In patent applications, the early bird gets the worm. To prove that is rather tricky. The patent process requires that you do a (lengthy) patent research process. That process can take *years*, and the patent office will look unfavorably upon applications that attempt to skip that.
The way around it is to do just as you describe - send a registered letter, sealed, and dated, to yourself. Then begin the application process. If down the road, you end up with someone else being granted the patent, you have proof of first discovery.
Copyright doesn't benefit or hurt from doing the same thing. Copyright is established as soon as you write the document. Proving that you wrote it can be easy, or complicated, depending on the contents. The US Copyright office does allow you to register your copyright (via mail), but the benefits are relatively minor. Having a letter you sent yourself only shows that you have a copy, and on a certain date - that doesnt matter much in copyright law, but matters quite a bit in Patents.

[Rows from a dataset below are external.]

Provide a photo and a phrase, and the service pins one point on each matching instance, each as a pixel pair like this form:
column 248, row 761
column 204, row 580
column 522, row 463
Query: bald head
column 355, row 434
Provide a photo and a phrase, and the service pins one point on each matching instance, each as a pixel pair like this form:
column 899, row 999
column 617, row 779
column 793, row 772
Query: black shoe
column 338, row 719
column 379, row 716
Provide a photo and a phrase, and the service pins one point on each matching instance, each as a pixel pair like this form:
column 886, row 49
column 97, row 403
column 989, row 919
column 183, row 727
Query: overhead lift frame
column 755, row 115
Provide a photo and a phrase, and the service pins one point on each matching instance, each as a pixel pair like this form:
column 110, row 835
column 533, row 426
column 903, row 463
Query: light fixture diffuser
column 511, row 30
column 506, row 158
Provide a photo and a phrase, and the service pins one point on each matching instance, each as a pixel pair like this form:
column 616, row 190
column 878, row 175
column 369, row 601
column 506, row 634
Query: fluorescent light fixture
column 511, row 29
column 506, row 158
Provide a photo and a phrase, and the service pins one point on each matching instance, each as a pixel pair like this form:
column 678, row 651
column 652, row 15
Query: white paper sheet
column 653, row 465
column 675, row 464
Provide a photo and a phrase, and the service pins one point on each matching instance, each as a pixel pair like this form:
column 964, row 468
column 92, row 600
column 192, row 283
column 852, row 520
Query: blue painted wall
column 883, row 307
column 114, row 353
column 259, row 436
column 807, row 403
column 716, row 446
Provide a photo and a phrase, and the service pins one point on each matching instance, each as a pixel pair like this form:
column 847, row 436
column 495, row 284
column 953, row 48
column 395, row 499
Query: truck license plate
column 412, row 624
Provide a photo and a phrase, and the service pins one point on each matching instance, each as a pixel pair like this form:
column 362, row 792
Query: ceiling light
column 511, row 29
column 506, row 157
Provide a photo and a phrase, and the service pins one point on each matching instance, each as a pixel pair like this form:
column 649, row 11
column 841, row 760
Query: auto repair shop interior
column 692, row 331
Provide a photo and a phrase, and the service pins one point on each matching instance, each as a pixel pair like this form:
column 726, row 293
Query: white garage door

Hope that helps clear it up a bit.
Posted: Mon Mar 20, 2006 10:30 am
by Maugrim_The_Reaper
Whether a copyright exists or not in comparison to a challenge can indeed be date dependent - hence registered unopened mail of a copyrighted work is useful. It's still a practice used when you don't have a publishing house backing up your claim. It may be old fashioned but where else do you verify the date the copyright was in place outside of registering the claim?
Might be different in the US I'll grant.